None of these is exhibited as prominently by reinforcement learning (RL) agents, and enabling these types of behaviors in RL agents would require tedious, dense reward energy. It shows that for ObjectNav, a single human demonstration appears to be worth at least five agent-gathered ones from RL.Read the paper here.
When it comes to training AI to find objects, most embodied AI advancements work well on separate, well-defined tasks based on goal type (e.g., “find an object,” “navigate to a room”) or modality (e.g., text, audio). But to work well in the dynamic real world, agents need to adapt their skills on the fly without resource-intensive maps or lengthy retraining processes. In a first-of-its-kind zero-shot experience learning (ZSEL) framework, our model is trained once to capture the essential skills for semantic visual navigation and then applied to different target tasks without additional retraining in a 3D environment.
ZSEL works using a general-purpose semantic search policy that captures the essential navigation skills. This policy is trained by searching for image-goals, where an agent receives a picture taken from a random location in the environment and must travel to find it. Our approach requires up to 12.5x less training data and has up to a 14 percent better success rate than the state of the art in transfer learning. Over five navigation tasks, our ZSEL method saves more than 500 million training interactions and about six weeks of GPU compute required by the task-specific policies learned from scratch.Read the paper here.

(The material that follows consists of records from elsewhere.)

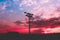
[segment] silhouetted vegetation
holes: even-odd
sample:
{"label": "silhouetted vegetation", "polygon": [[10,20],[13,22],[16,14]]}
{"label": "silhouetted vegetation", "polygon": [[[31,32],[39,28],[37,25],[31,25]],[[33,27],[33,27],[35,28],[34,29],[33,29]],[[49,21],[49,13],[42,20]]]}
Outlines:
{"label": "silhouetted vegetation", "polygon": [[9,32],[7,34],[0,34],[0,40],[60,40],[60,33],[29,35]]}

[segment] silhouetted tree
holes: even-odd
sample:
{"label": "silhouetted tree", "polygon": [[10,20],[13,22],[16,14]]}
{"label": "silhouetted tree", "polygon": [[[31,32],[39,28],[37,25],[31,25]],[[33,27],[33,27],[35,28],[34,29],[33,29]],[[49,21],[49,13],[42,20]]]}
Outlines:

RL has been the predominant method of training virtual embodied agents, but this method notoriously requires significant computational resources and time for learning. We’ve figured out a new method to train object-goal navigation policies more efficiently than prior work while incurring up to 1,600x less computational cost for training via experiments on Gibson and Matterport3D. We do this using Potential Functions for ObjectGoal Navigation with Interaction-free Learning (PONI), a new paradigm for learning modular ObjectNav policies that disentangles the object search skill (i.e., where to look for an object) and the navigation skill (i.e., how to navigate to X, Y).
Our key insight is that “where to look?” can be treated purely as a perception problem and learned without interactions. Our network predicts two complementary potential functions conditioned on a semantic map and uses them to decide where to look for an unseen object. PONI not only improves over the state of the art for this task but also makes it significantly easier for researchers to achieve this. Read the paper here.
In the near future, we’ll work on pushing these advancements from navigation to mobile manipulation to build agents that carry out specific tasks, like “find my wallet and bring it back to me.”
We’ll also tackle a host of new exciting challenges: How does this work in simulations carry over to physical robots? How can an embodied agent learn in a self-supervised manner without any human involvement in the form of reward engineering, demonstrations, or 3D annotations? And how do we scale simulation to the next order of magnitude of simulation and learning speed?